[llvm] [VPlan] Extract reverse operation for reverse accesses (PR #146525)

Mon Dec 1 05:42:24 PST 2025

================
@@ -2866,28 +2867,42 @@ static void transformRecipestoEVLRecipes(VPlan &Plan, VPValue &EVL) {
         TypeInfo.inferScalarType(MaxEVL), DebugLoc::getUnknown());
 
     Builder.setInsertPoint(Header, Header->getFirstNonPhi());
-    VPValue *PrevEVL = Builder.createScalarPhi(
-        {MaxEVL, &EVL}, DebugLoc::getUnknown(), "prev.evl");
-
-    for (VPBasicBlock *VPBB : VPBlockUtils::blocksOnly<VPBasicBlock>(
-             vp_depth_first_deep(Plan.getVectorLoopRegion()->getEntry()))) {
-      for (VPRecipeBase &R : *VPBB) {
-        VPValue *V1, *V2;
-        if (!match(&R,
-                   m_VPInstruction<VPInstruction::FirstOrderRecurrenceSplice>(
-                       m_VPValue(V1), m_VPValue(V2))))
-          continue;
+    PrevEVL = Builder.createScalarPhi({MaxEVL, &EVL}, DebugLoc::getUnknown(),
+                                      "prev.evl");
+  }
+
+  // Transform the recipes must be converted to vector predication intrinsics
+  // even if they do not use header mask.
+  for (VPBasicBlock *VPBB : VPBlockUtils::blocksOnly<VPBasicBlock>(
+           vp_depth_first_deep(Plan.getVectorLoopRegion()->getEntry()))) {
+    for (VPRecipeBase &R : *VPBB) {
+      VPWidenIntrinsicRecipe *NewRecipe = nullptr;
+      VPValue *V1, *V2;
+      if (match(&R, m_VPInstruction<VPInstruction::FirstOrderRecurrenceSplice>(
+                        m_VPValue(V1), m_VPValue(V2)))) {
         VPValue *Imm = Plan.getOrAddLiveIn(
             ConstantInt::getSigned(Type::getInt32Ty(Plan.getContext()), -1));
-        VPWidenIntrinsicRecipe *VPSplice = new VPWidenIntrinsicRecipe(
+        NewRecipe = new VPWidenIntrinsicRecipe(
             Intrinsic::experimental_vp_splice,
             {V1, V2, Imm, Plan.getTrue(), PrevEVL, &EVL},
             TypeInfo.inferScalarType(R.getVPSingleValue()), {}, {},
             R.getDebugLoc());
-        VPSplice->insertBefore(&R);
-        R.getVPSingleValue()->replaceAllUsesWith(VPSplice);
-        ToErase.push_back(&R);
       }
+
+      // TODO: Only convert reverse to vp.reverse if it uses the result of
+      // vp.load, or defines the stored value of vp.store.
----------------
lukel97 wrote:

> I think that's kind-of already the case, right? Until all recipes are converted, the intermediate VPlan may be partially incorrect.

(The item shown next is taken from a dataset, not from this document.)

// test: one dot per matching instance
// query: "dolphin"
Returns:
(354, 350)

Only the FOR recipes need to be converted, everything else in optimizeMaskToEVL is just an optimisation to replace the header mask with VP intrinsics. We can skip optimizeMaskToEVL and the VPlan will still be correct, because the masked recipes still have the same semantics.

The fact that we're intertwining the transformation to a variably stepping IV with optimisations makes the EVL transform harder to reason about. This is what https://github.com/llvm/llvm-project/pull/166164 aims to fix by moving out optimizeMaskToEVL. 

> I would like to avoid correctness to depend on the exact position of the reverse.

I'm with you here, but extracting the reverse from VPWidenLoadRecipe doesn't actually require us to "fix up" anything in the EVL plan for correctness, which is why I find this part of the code confusing.

It's just that the existing optimization becomes incorrect because the semantics of VPWidenLoadRecipe have changed, which we need to adjust in optimizeMaskToEVL. I'll see if I can share a branch that shows what I mean better.

https://github.com/llvm/llvm-project/pull/146525